Why Just Copying Someone Doesn't Work
Tuesday, June 9, 2009
About once a month I get a Google alert notifying me that someone is looking for a Web developer who can copy the functionality of my Web site.
The thinking goes that if they simply copy the Web site verbatim, they’ll essentially enjoy the same success. This sounds good in theory except for one truth - in five years across three different companies (Swapalease.com, Go BIG Network, and GotCast.com) no one has ever done it successfully.
That doesn’t mean people haven’t tried. Heck, people have gone as far as to literally copy our Web sites and just change a few of the colors and buttons. Yet time and time again, they fail.
The reason these companies fail isn’t because they didn’t make a good enough copy. It’s because they mistook copying the product for copying the business. As a business owner it’s important to understand the difference between what your competition can replicate and what they cannot.
You Can’t Copy Execution
Making a clone of a product is the easy part. The hard part is executing properly on a business in order for it to grow. In the case of our duplicate competitors, they usually die on the vine in a matter of months. They don’t seem to realize that even if you were to copy our product verbatim, using an identical logo and domain name, that the actual daily management and execution is what separates one company from another.
What we do day in and day out – marketing, branding, product development and customer service – is what drives the company toward success.
If your plan is to copy someone’s formula and use it for yourself, you had better have a much better plan for execution than they do. When Overture (now a part of Yahoo!) invented the model of putting paid text ads next to the results in your Web searches, Google flat-out stole the concept.
In Google’s case, however, they executed far better than Overture did on the very concept they stole. In this case, they were able to win not because they stole the concept, but because they executed on the concept better than Overture.
People Buy more than just Products
You’ll often find that copying the product alone, even if it’s an identical twin, isn’t enough. When people buy a product they are not just buying the item itself. They are buying the entire package it comes with.

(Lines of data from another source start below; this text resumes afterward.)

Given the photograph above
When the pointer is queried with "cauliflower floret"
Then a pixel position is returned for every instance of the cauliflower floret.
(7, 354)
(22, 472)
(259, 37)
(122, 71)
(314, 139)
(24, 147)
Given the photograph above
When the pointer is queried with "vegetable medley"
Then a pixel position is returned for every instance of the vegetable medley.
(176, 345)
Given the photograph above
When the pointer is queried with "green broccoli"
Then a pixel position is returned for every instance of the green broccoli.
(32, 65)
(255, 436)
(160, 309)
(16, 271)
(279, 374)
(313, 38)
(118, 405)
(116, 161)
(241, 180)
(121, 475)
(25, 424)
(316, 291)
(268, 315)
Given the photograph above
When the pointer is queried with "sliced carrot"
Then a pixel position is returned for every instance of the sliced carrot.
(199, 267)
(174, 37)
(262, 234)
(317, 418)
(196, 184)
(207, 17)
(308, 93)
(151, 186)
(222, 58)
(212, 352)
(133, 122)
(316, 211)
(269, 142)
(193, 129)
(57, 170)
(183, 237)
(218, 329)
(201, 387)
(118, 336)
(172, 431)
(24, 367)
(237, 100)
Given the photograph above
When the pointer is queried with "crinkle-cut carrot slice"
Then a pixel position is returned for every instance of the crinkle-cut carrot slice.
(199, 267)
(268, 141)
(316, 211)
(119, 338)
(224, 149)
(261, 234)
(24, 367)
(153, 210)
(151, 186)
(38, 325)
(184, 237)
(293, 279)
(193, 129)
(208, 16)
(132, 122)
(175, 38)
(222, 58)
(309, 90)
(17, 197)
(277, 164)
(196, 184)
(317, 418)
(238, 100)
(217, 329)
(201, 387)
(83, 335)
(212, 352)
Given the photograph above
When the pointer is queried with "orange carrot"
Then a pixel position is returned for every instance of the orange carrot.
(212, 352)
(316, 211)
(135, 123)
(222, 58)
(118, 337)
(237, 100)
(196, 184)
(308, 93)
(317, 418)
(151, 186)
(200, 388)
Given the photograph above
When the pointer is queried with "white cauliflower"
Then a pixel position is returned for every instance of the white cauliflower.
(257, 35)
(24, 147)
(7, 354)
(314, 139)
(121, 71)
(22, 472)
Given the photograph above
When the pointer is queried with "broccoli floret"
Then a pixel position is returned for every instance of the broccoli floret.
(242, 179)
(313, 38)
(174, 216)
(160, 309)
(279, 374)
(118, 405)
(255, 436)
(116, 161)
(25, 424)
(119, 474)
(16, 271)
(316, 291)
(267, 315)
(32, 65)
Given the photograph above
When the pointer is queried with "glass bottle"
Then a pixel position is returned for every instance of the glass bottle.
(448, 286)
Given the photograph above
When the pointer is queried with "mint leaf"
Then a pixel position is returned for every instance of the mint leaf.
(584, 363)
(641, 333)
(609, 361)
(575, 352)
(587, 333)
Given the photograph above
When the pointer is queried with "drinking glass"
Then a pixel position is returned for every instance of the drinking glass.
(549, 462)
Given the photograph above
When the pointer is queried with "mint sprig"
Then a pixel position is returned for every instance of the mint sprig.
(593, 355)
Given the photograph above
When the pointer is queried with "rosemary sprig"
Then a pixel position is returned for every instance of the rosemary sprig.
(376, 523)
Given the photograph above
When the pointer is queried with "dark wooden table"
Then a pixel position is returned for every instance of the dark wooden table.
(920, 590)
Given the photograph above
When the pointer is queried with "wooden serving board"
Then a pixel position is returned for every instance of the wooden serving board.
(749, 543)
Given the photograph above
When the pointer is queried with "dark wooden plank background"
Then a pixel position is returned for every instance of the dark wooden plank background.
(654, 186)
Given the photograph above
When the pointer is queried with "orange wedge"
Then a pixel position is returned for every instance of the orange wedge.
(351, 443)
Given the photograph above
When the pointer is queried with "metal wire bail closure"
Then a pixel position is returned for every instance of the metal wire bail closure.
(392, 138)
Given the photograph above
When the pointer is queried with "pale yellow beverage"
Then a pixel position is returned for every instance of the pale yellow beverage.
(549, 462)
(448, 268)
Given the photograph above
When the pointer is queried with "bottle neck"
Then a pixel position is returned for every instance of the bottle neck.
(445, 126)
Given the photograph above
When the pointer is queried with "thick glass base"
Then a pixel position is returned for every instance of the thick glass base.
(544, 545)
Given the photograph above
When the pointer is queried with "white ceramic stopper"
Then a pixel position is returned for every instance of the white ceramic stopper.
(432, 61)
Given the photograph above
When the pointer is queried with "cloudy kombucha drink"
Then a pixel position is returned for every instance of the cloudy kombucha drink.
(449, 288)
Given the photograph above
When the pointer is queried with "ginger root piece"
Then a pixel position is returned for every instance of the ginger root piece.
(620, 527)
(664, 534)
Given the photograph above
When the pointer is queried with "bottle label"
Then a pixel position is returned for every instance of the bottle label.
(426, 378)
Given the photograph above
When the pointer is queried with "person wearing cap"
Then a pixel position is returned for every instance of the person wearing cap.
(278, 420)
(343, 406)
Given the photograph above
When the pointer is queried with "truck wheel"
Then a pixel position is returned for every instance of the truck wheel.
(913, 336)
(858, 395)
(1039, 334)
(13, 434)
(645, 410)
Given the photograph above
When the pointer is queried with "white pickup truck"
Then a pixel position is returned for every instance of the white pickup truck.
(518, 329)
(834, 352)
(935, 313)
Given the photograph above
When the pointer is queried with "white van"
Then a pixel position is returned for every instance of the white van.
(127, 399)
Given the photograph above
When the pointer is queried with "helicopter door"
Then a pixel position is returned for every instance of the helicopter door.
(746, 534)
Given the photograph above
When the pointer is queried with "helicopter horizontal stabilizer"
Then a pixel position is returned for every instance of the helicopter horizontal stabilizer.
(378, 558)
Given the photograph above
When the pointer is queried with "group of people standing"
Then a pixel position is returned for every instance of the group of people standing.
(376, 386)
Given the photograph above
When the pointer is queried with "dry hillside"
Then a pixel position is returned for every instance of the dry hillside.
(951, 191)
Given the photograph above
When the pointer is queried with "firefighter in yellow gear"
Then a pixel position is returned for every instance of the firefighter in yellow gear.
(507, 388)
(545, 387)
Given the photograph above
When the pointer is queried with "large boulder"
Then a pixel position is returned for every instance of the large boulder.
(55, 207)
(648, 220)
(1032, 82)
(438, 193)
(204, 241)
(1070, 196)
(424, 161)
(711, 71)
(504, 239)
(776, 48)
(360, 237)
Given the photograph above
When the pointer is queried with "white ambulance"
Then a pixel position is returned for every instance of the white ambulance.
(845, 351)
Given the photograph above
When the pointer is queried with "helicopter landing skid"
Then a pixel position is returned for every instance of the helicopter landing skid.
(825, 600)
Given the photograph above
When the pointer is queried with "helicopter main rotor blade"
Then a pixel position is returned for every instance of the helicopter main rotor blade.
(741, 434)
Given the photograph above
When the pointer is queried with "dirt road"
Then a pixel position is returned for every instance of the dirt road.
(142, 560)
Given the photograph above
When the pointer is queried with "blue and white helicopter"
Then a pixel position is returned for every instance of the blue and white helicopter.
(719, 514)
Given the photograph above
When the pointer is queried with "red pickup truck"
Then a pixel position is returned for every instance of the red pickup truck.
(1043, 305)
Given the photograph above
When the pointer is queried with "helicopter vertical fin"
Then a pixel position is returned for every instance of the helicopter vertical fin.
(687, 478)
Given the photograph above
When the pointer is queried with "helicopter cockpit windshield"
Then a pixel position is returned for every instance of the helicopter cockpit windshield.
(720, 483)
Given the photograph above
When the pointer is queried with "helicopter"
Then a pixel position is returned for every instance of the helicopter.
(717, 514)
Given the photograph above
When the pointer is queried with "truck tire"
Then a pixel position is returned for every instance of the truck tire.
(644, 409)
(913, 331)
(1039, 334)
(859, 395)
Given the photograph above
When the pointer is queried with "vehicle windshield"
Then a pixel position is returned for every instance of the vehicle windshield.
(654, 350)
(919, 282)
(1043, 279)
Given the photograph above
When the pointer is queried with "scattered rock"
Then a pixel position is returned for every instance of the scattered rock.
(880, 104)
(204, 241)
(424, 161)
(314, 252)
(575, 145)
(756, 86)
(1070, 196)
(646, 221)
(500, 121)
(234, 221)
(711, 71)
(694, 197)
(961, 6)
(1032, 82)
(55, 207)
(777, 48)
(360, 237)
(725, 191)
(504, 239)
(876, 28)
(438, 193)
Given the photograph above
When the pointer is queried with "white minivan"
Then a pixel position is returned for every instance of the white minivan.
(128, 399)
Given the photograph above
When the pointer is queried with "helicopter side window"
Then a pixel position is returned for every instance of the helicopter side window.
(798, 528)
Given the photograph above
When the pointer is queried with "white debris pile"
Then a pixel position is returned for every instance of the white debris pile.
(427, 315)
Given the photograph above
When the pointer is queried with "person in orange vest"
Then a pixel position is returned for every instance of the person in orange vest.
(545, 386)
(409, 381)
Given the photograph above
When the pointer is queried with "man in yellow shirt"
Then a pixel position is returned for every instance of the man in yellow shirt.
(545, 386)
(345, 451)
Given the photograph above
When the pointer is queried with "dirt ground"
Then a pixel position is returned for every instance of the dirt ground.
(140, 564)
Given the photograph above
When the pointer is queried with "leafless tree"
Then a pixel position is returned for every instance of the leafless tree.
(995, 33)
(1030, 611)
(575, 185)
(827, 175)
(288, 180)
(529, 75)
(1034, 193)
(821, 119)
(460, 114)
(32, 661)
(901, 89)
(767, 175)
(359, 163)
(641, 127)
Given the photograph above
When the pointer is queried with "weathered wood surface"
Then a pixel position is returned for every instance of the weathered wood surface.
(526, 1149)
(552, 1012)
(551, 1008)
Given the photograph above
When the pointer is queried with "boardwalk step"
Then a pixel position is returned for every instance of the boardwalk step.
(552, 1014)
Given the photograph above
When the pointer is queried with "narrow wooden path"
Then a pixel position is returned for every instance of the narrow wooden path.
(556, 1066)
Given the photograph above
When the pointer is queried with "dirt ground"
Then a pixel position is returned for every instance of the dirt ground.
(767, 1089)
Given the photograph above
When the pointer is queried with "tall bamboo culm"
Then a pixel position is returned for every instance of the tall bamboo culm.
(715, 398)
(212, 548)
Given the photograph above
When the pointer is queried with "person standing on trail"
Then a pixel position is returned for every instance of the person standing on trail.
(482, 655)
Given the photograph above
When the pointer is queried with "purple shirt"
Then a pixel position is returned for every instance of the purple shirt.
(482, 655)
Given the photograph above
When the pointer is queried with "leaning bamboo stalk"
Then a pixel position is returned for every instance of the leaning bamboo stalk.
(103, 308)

In the case of a product like a Nike sneaker, they are buying the brand of Nike, not just the sneaker. You can build an identical pair of sneakers, charge half the price for them, and Nike will still outsell you. The product is only a fraction of the purchase. People are also buying the authenticity of the brand that they feel strongly about.
In other cases people are paying for efficacy. You may be able to copy the barebones format of the craigslist.org Web site, but you don’t have the traffic or the efficacy that craigslist does. You also don’t have millions of users who have successfully posted ads on craigslist and gotten what they wanted. That kind of activity requires an incredible amount of time and success to replicate, which copying a product verbatim doesn’t allow for.
Good Ideas will always be Copied
On the flip side, if you have a good idea you can pretty much guarantee someone will copy it. But your concern shouldn’t be whether or not you will be copied, it should be whether or not the person copying you is better at delivering your product than you are.
You can try to protect your idea with all of the patents, trademarks and copyrights you want, but at the end of the day if you’re not out-executing your competition, you’re going to get beat. Even patents will eventually expire!
Bad Competition is a Favor
To some degree you can think of bad competition as a favor. The more poor attempts your competitors make at copying your product, the better your original product looks by comparison.
Additionally, lots of bad competition makes the marketplace look artificially saturated to other would-be competitors. If someone performs a search for your product and sees ten other companies are offering the same thing, they may think twice about becoming the 11th. Little do they know that most of those companies are just cannon fodder in the war for customers!
What really matters is the competitor that enters the space fully loaded with the right management and experience to take you on. While having a good, original product is a great first step, it really is the people behind the product that make all the difference.